Monday, 21 February 2022

1419, Billy Summers and all that

It has taken me a couple of months but I have been listening to Lord of the Rings on audiobook over on Youtube. I started off with a multi voiced dramatisation which vanished after a few chapters (as things are wont to do there) then I found Rikash Doekhi and Paul Skinner who provided the remainder (though I was irritated the way Paul pronounced Gandalf, not enough to spoil it and his reading voice is excellent). I reviewed the book back in 2015 after Monkey and I shared the reading of it, and enjoyed it just as much this time around. I was reminded of the ending, which is missing from the films, where the Hobbits return and must fight again to reclaim their Shire from the forces that have invaded it. In some ways it feels a vitally important part of the tale, of how much they are transformed by their experiences, and how nobody rescues them, they do it together, without help from their fellowship. 

We had a very successful charity shop trawl last week, including copies of 'Girl, Woman, Other' and 'Piranesi'. Certainly enough to keep me going for quite a while. I tend to pick out authors that I have read before so I can be quite sure I have some good reading in my near future.
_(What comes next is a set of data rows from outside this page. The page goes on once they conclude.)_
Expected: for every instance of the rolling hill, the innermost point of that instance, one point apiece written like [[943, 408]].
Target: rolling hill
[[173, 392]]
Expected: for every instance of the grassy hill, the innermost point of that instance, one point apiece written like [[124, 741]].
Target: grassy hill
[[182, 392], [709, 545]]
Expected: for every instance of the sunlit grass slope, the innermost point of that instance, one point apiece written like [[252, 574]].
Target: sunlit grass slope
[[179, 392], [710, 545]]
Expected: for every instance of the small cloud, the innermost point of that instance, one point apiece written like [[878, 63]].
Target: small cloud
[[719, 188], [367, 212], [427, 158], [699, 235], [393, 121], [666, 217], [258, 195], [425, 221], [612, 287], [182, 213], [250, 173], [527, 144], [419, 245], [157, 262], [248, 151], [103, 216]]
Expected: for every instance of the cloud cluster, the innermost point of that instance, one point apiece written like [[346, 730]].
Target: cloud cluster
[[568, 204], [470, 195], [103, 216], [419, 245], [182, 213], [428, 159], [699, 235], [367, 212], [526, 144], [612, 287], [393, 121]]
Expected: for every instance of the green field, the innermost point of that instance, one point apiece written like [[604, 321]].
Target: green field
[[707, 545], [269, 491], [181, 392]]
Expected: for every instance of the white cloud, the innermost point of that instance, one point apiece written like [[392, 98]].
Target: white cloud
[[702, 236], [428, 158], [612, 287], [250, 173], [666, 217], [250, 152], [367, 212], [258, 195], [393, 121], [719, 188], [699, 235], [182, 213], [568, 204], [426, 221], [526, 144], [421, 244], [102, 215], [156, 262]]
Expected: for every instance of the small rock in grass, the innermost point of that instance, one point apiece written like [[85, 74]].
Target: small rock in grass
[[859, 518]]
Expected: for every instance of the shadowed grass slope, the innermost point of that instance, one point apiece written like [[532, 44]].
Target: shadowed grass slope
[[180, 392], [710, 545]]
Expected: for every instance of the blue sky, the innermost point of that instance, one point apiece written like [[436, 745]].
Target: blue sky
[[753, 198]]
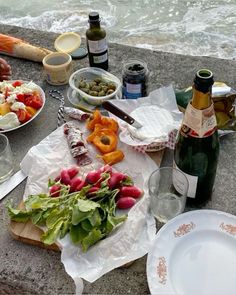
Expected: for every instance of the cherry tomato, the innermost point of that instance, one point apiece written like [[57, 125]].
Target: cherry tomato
[[34, 101], [17, 83], [31, 110], [23, 115], [20, 97]]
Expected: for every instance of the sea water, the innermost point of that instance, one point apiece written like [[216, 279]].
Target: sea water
[[194, 27]]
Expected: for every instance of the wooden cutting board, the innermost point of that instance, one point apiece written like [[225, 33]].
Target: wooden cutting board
[[30, 234]]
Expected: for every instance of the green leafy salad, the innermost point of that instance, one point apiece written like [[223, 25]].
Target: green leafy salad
[[83, 208]]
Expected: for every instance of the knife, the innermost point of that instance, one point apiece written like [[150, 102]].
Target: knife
[[121, 114]]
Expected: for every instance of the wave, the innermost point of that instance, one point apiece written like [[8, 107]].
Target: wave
[[196, 32]]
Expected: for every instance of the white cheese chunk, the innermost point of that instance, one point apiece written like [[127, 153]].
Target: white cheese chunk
[[2, 98], [17, 105], [11, 98], [156, 123], [9, 121]]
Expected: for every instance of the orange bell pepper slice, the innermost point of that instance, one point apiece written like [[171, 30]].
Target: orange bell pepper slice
[[110, 123], [93, 120], [113, 157], [105, 140]]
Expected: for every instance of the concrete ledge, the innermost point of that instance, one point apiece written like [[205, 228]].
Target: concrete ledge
[[26, 269]]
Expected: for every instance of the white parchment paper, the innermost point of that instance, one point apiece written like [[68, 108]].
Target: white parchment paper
[[126, 243], [164, 99]]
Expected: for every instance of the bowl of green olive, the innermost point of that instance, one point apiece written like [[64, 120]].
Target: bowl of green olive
[[95, 85]]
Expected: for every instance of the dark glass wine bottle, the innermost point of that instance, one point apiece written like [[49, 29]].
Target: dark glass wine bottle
[[197, 146], [96, 43]]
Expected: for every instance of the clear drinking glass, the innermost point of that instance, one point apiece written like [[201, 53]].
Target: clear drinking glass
[[168, 192], [6, 159]]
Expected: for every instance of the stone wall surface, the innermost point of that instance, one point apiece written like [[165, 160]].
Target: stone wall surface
[[26, 269]]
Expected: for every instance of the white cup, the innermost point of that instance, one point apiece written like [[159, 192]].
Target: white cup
[[57, 67], [6, 159]]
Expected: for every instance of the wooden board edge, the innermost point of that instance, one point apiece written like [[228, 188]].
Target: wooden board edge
[[25, 240], [16, 230]]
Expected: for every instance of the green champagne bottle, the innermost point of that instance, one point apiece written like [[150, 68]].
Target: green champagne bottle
[[96, 43], [197, 146]]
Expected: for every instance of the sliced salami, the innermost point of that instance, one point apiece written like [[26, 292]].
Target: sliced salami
[[84, 160], [76, 144], [76, 114]]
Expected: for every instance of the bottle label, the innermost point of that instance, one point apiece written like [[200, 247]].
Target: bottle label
[[199, 123], [97, 46], [100, 59], [178, 182], [132, 91]]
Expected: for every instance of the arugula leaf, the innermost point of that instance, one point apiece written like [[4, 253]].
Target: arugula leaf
[[86, 220], [94, 236], [18, 215], [113, 221], [37, 217], [87, 205], [54, 215], [86, 225], [51, 235], [95, 219], [78, 216], [77, 233], [65, 228]]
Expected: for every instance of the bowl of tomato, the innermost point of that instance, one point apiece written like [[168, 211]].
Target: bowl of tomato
[[20, 103]]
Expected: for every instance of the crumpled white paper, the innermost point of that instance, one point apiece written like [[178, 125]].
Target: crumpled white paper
[[126, 243], [163, 98]]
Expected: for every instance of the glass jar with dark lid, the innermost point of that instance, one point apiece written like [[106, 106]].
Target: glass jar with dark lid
[[135, 79]]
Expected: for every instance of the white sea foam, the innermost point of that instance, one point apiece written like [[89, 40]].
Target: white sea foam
[[181, 26]]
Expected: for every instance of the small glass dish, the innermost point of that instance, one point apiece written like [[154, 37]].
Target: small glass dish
[[89, 75]]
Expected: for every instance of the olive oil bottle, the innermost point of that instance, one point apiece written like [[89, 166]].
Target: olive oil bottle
[[96, 43], [197, 146]]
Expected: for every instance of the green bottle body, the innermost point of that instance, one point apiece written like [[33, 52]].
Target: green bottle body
[[197, 145], [198, 157], [97, 46]]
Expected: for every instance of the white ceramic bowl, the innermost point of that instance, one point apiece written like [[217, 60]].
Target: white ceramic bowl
[[42, 94], [89, 74]]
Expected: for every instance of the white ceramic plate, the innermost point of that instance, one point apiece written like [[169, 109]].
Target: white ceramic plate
[[75, 99], [42, 94], [194, 254], [89, 74]]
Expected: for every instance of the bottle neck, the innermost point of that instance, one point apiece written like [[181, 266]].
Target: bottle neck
[[201, 100], [94, 25]]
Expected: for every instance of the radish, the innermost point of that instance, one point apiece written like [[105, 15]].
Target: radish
[[57, 178], [92, 191], [125, 202], [74, 183], [54, 191], [73, 171], [107, 168], [65, 178], [131, 191], [116, 179], [93, 176]]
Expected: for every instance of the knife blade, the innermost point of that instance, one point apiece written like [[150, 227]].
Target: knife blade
[[107, 105]]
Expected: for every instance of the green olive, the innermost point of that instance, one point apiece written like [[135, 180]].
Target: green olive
[[82, 84], [96, 88], [101, 93], [86, 90], [93, 93], [111, 86], [104, 88], [92, 84], [97, 80]]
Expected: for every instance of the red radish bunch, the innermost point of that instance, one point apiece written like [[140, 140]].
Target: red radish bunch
[[126, 198]]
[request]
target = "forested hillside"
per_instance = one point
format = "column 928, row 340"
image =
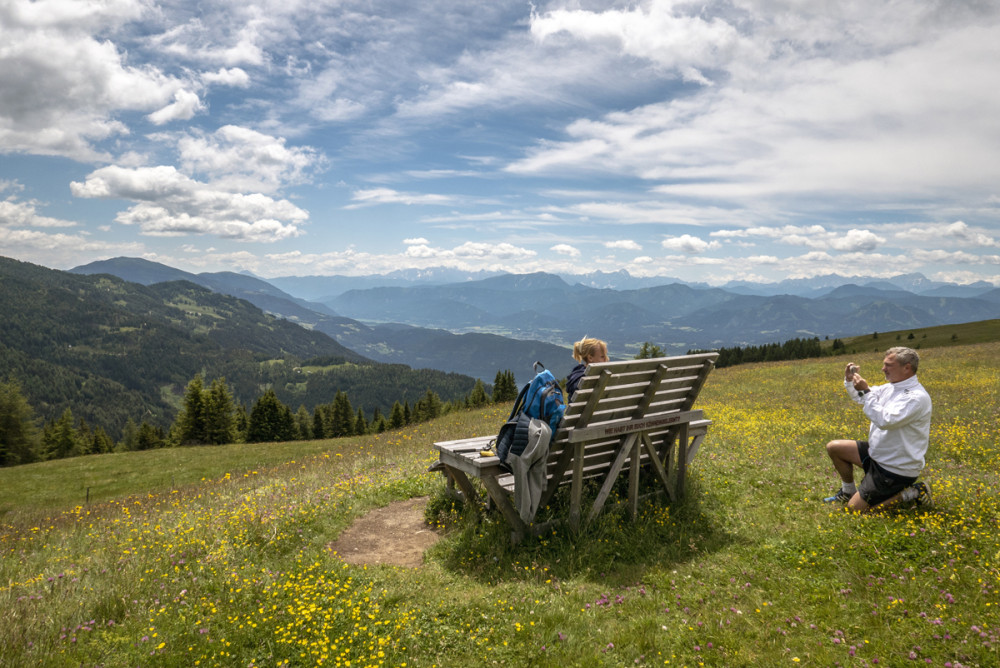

I picked out 'Me and the Fat Man' by Julie Myerson as a quick read (I have reviewed her before, here and here). In it Amy is drifting through life, not knowing who she is, having lost her mother very young and been raised by disinterested foster parents. She meets Harris, who claims to have known her mother, and through him, the fat man, Gary. But things are not at all as they seem, and events rush on, overtaking her, until a tragedy forces her to face up to things. It is a weird little story, about how a person flounders without roots. 
"It had seemed like chance that Gary and I should meet in the pub that night and had felt like choice when I fell for his big body and his gentle, unlikely ways.
But Harris had special skills. He had the skill of making you feel you were choosing, making you believe that anything could happen - that fate was just messing around. They were good times, the ones that followed - though then I was too blinded by the newness to see it. Just when I thought I understood a fact, another, stranger one appeared. Like the dolls you get that you open and there's another inside - each one eating up the next, so as the whole thing can continue. " (p.85)


Previous to this however I had finally managed to get hold of 'Billy Summers' by Stephen King. (Shocked to discover it is a decade since I read 11/22/63, it feels like only a couple of years ago.) I really enjoyed this book, he knows how to keep the story moving, with plenty of twists and turns, and how to make you like people, even when they are bad people; which I guess means he writes them as people not clichés, with strengths and weaknesses like the rest of us. 
Billy is a contract killer. But he only kills 'bad people', at least that's how he justifies to himself how he makes his living. He is sucked in to doing a final job by the promise of a big payout. But as he waits around preparing to make the hit he becomes more suspicious of the set-up, and makes his own plans to extricate himself from the situation. As is so often the case (they are criminals after all) people have not been straight with him and he digs a little deeper to find there are some even badder bad people behind the arrangement. Acting on instinct (and proving he is not such a bad bad person) he rescues a young woman and their relationship leads to other bad shit. All the while he is writing his own life story, which we read, and he reflects on how things have come to be this way. While I have no desire to dip into the horror genre I have enjoyed Stephen King, he tells a great story.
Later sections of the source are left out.